#  > Islam >  > Koran >  Goede manier om 1 Hisb te leren (Koran)

## nambipro4

Salam,

Ik ben een jongetje die best wel veel afgedwaald is van de Islam. Ik wil dit herstellen en wil als eerste beginnen met het leren van 1 Hisb van de Koran. Zijn er goede manier om dit te doen? Is er een goede stappenplan ofzo? Vroeger kende ik bijna een hele Hisb, maar doordat ik gestopt was met Arabische school ben ik alles vergeten. Natuurlijk koos ik niet om uit de Koran te lezen. Ik wilde liever spelletjes spelen. Nu heb ik veel spijt want als ik door zou zijn gegaan zou ik nu waarschijnlijk wel veel Soerra's kennen. aub heeft iemand een goede manier om 1 Hisb te leren en ook een goede manier om mij altijd de motivatie te geven om te herhalen

----------


## Narjysb

Wa Alaikom salam , ik raad je aan de app Memorize te installeren ik weet niet welke telefoon je hebt maar ik heb de app gedownload voor de Iphone volgens mij heeft Android die app ook. Anyways , de eerste Hizb is gratis daarna betaal je een bepaald bedrag om de andere surahs te memoriseren.

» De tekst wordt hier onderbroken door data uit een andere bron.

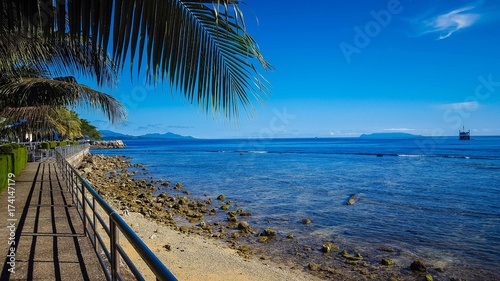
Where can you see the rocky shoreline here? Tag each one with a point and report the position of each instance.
(128, 188)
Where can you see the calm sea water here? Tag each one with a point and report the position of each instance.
(433, 198)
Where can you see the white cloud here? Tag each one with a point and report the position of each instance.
(399, 129)
(461, 105)
(447, 24)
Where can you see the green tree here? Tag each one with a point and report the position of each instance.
(200, 47)
(90, 130)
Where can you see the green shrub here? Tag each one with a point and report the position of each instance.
(5, 169)
(12, 160)
(20, 156)
(15, 145)
(52, 144)
(6, 148)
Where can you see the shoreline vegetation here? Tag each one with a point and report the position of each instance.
(188, 234)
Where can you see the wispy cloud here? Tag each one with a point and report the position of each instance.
(472, 105)
(447, 24)
(399, 129)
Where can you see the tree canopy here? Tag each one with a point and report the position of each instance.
(199, 47)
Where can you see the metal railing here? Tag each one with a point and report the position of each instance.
(90, 205)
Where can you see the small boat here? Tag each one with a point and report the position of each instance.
(463, 135)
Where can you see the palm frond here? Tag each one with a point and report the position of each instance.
(57, 56)
(200, 47)
(29, 91)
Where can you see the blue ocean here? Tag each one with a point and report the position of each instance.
(437, 199)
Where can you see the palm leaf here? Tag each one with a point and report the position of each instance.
(200, 47)
(57, 57)
(39, 91)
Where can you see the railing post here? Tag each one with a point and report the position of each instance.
(94, 228)
(115, 256)
(84, 211)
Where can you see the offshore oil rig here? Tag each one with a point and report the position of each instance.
(463, 135)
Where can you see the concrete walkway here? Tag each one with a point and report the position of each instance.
(42, 237)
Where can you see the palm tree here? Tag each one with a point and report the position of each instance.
(33, 95)
(200, 47)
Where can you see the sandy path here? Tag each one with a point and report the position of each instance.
(196, 258)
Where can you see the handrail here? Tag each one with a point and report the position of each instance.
(85, 197)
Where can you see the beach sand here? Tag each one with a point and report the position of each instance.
(192, 257)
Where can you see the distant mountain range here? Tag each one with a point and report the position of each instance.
(389, 136)
(110, 135)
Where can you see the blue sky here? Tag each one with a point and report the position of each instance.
(344, 68)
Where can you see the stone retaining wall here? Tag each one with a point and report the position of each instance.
(76, 159)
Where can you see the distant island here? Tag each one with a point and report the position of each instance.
(110, 135)
(389, 136)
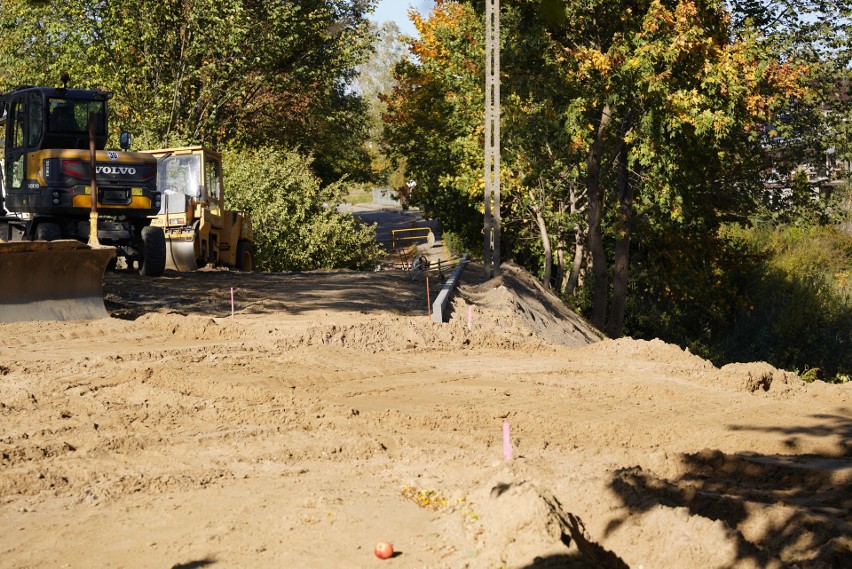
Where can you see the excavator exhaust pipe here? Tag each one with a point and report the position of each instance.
(56, 280)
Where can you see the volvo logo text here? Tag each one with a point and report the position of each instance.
(123, 170)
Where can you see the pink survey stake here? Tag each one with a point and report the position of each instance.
(507, 443)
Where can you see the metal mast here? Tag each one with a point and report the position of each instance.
(492, 138)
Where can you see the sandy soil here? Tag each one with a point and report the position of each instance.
(329, 413)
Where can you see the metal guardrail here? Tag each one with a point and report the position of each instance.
(423, 234)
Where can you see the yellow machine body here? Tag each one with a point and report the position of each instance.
(199, 230)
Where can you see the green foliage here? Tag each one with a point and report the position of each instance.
(206, 71)
(295, 218)
(434, 119)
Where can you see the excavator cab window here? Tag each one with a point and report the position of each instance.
(35, 113)
(180, 175)
(15, 150)
(71, 116)
(212, 173)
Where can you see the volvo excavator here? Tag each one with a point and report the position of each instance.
(55, 243)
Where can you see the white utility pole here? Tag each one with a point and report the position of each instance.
(492, 138)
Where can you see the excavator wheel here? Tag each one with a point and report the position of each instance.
(245, 256)
(153, 252)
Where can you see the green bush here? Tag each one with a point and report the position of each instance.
(297, 226)
(799, 314)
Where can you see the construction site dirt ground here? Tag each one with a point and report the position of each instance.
(329, 413)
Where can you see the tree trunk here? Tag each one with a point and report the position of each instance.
(615, 324)
(561, 275)
(572, 280)
(595, 237)
(576, 268)
(545, 244)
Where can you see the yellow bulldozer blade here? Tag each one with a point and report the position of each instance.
(180, 254)
(56, 280)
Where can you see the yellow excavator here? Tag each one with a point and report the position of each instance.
(199, 230)
(54, 159)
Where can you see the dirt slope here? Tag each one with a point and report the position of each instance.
(329, 413)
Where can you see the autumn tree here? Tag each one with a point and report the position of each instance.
(205, 71)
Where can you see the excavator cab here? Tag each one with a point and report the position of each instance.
(49, 173)
(199, 230)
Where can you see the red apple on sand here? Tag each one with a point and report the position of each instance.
(383, 550)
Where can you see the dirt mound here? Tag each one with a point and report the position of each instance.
(517, 303)
(281, 437)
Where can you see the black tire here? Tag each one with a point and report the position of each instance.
(245, 256)
(153, 252)
(47, 231)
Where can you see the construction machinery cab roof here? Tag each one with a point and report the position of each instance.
(56, 117)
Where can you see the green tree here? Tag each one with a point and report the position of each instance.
(295, 217)
(208, 71)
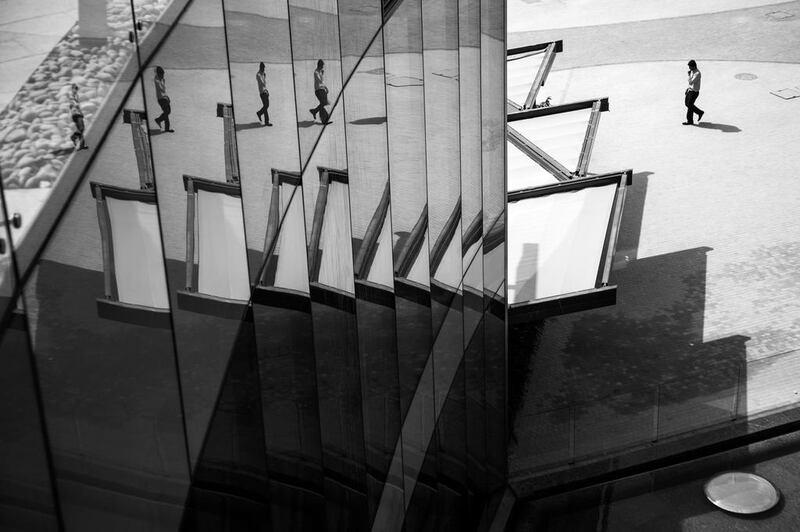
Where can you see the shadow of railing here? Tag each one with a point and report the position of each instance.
(583, 431)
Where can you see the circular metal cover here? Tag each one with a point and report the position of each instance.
(741, 493)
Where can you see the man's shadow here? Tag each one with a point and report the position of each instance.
(725, 128)
(251, 125)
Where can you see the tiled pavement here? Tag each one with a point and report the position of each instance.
(707, 322)
(28, 31)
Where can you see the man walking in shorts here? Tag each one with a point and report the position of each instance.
(321, 92)
(692, 92)
(77, 119)
(163, 101)
(261, 78)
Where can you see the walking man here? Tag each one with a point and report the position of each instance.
(692, 92)
(321, 92)
(163, 101)
(261, 78)
(77, 119)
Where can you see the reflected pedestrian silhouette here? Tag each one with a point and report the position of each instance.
(263, 93)
(163, 100)
(321, 92)
(77, 118)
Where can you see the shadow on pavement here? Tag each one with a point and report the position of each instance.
(725, 128)
(369, 121)
(251, 125)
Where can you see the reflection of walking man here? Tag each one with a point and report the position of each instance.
(77, 119)
(692, 92)
(261, 78)
(321, 92)
(163, 101)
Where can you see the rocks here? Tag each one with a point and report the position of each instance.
(36, 124)
(15, 136)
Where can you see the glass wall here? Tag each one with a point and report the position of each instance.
(219, 322)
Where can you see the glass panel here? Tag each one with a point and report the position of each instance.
(109, 384)
(326, 189)
(89, 45)
(26, 482)
(493, 112)
(405, 110)
(269, 160)
(368, 171)
(199, 201)
(469, 54)
(440, 40)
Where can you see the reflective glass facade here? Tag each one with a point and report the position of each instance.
(292, 322)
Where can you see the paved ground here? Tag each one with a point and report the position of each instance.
(29, 29)
(672, 500)
(707, 323)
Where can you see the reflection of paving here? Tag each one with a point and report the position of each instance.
(692, 334)
(739, 35)
(196, 148)
(263, 148)
(28, 31)
(532, 15)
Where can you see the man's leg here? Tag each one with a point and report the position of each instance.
(165, 106)
(689, 101)
(699, 112)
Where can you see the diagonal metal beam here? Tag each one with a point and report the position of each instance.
(588, 140)
(539, 156)
(541, 75)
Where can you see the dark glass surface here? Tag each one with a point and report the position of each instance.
(27, 496)
(202, 227)
(316, 55)
(109, 385)
(269, 160)
(230, 488)
(405, 104)
(493, 51)
(370, 213)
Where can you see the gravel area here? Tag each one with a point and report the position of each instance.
(36, 125)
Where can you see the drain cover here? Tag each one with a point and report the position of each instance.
(742, 493)
(779, 15)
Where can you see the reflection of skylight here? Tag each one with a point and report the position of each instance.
(555, 242)
(524, 172)
(560, 135)
(520, 72)
(138, 260)
(222, 263)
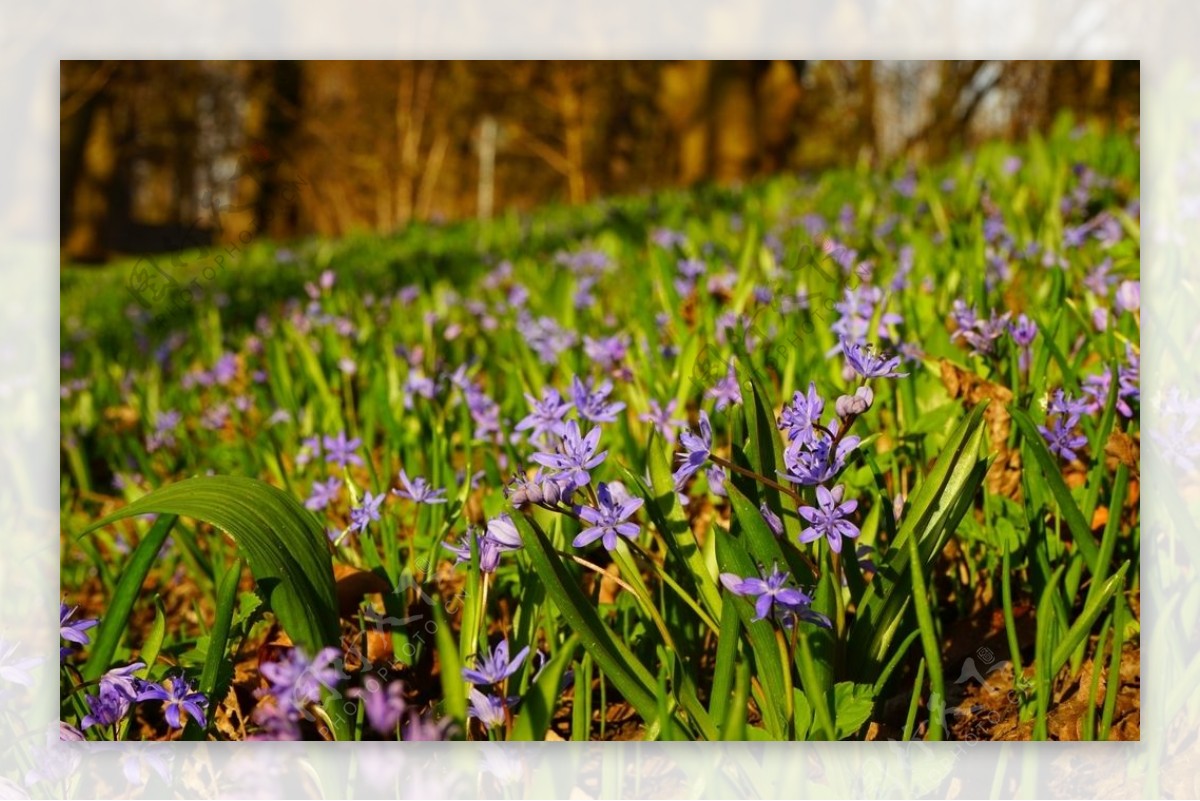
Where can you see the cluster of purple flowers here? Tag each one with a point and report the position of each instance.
(388, 712)
(72, 631)
(120, 688)
(979, 333)
(490, 672)
(1061, 435)
(545, 337)
(165, 427)
(499, 536)
(774, 597)
(294, 682)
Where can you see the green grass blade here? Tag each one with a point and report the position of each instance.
(217, 670)
(283, 543)
(629, 675)
(538, 705)
(115, 619)
(726, 666)
(733, 559)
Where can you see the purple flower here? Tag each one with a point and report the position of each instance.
(496, 667)
(799, 417)
(163, 431)
(484, 411)
(1061, 438)
(576, 455)
(340, 451)
(499, 536)
(462, 550)
(1063, 404)
(690, 269)
(546, 415)
(107, 708)
(849, 405)
(226, 369)
(606, 351)
(419, 491)
(591, 401)
(384, 706)
(539, 488)
(486, 709)
(1098, 279)
(1023, 330)
(717, 479)
(773, 521)
(829, 517)
(981, 335)
(869, 363)
(1097, 389)
(295, 680)
(323, 494)
(609, 519)
(769, 590)
(180, 698)
(72, 631)
(367, 511)
(815, 462)
(696, 451)
(124, 681)
(726, 391)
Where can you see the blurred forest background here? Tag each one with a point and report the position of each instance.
(167, 155)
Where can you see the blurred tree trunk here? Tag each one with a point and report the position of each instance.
(733, 120)
(867, 106)
(90, 181)
(779, 101)
(684, 100)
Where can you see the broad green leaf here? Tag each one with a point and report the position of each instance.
(115, 619)
(664, 510)
(934, 511)
(217, 669)
(1083, 625)
(625, 672)
(281, 541)
(732, 558)
(538, 704)
(852, 705)
(1053, 474)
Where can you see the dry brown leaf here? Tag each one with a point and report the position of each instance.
(1126, 450)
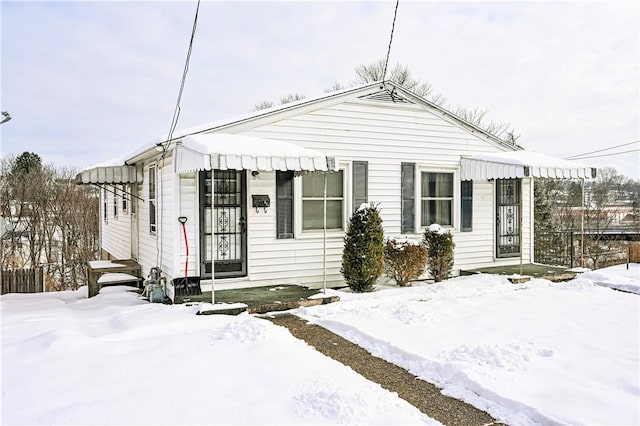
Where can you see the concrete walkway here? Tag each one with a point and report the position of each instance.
(423, 395)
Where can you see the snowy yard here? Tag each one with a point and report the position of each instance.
(534, 353)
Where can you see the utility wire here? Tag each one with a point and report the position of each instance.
(176, 112)
(573, 157)
(386, 62)
(172, 128)
(606, 155)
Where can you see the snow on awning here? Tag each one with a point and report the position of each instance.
(239, 152)
(109, 175)
(518, 164)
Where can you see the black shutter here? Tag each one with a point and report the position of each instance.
(360, 183)
(408, 198)
(466, 205)
(284, 204)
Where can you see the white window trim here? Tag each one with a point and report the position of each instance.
(153, 232)
(455, 209)
(345, 167)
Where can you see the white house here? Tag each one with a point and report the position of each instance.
(379, 142)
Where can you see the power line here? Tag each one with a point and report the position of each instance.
(176, 112)
(573, 157)
(386, 62)
(606, 155)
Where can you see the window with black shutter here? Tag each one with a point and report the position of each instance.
(466, 205)
(284, 204)
(408, 198)
(360, 183)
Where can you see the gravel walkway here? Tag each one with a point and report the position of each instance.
(423, 395)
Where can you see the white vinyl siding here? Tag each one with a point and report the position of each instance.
(116, 231)
(151, 195)
(385, 135)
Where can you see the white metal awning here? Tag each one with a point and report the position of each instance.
(109, 175)
(518, 164)
(239, 152)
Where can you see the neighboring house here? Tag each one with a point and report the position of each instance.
(382, 144)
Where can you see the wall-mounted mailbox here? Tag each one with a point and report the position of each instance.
(261, 201)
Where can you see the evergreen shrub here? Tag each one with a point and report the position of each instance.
(404, 259)
(439, 243)
(363, 254)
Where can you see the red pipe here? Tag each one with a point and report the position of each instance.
(186, 243)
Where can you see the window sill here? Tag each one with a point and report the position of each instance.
(314, 234)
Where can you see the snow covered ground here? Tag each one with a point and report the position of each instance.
(115, 359)
(533, 353)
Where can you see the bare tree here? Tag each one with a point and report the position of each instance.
(336, 86)
(291, 97)
(400, 74)
(54, 221)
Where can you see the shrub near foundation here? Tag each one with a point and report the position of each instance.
(439, 242)
(363, 254)
(404, 259)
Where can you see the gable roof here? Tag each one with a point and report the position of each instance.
(381, 91)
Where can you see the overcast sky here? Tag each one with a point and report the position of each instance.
(87, 81)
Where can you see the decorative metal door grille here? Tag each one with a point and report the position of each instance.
(508, 217)
(229, 228)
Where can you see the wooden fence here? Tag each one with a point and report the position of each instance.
(22, 280)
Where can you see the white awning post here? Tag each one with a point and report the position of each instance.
(582, 230)
(521, 221)
(213, 245)
(324, 236)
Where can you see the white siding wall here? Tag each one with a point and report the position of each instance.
(158, 249)
(116, 231)
(188, 207)
(385, 135)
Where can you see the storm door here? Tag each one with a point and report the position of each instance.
(229, 228)
(508, 233)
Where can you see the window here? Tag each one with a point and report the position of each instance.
(407, 192)
(134, 197)
(152, 199)
(284, 204)
(115, 203)
(360, 183)
(124, 199)
(104, 204)
(466, 205)
(436, 199)
(313, 203)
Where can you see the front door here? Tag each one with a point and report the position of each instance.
(228, 237)
(508, 195)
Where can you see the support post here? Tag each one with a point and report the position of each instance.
(324, 236)
(582, 229)
(213, 234)
(521, 221)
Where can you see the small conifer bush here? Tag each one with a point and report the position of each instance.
(404, 259)
(439, 242)
(363, 254)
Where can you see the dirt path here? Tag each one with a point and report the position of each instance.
(423, 395)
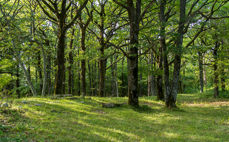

Maar ik raad het een ieder aan persoonlijk heb ik hier erg veel aan gehad. Je maakt een profiel aan en kunt bekijken of je vooruitgang boekt en je selecteert een aantal aya's en die aya's blijft hij herhalen. Daarnaast heb ik mezelf aangeleerd na salat Fajr quran te lezen dan memoriseer ik ook erg goed ik heb die tip ooit gekregen ook om na Fajr voor tentamens etc te leren en het helpt echt. Ik kan nog een heel boekwerk schrijven maar ik denk dat je hier voorlopig voldoende aan hebt of leer jezelf aan iedere dag een aya te leren dan leer je zeven aya's per week dan gaat het ook best vlug en de golden tip herhaling als je de Surah's niet gebruikt tijdens je gebed etc. is het lastig of lees ze nog even na voordat je gaat slapen bijvoorbeeld. Heel veel succes moge Allah je bijstaan en hopelijk heb je hier wat aan. M3a Salama

----------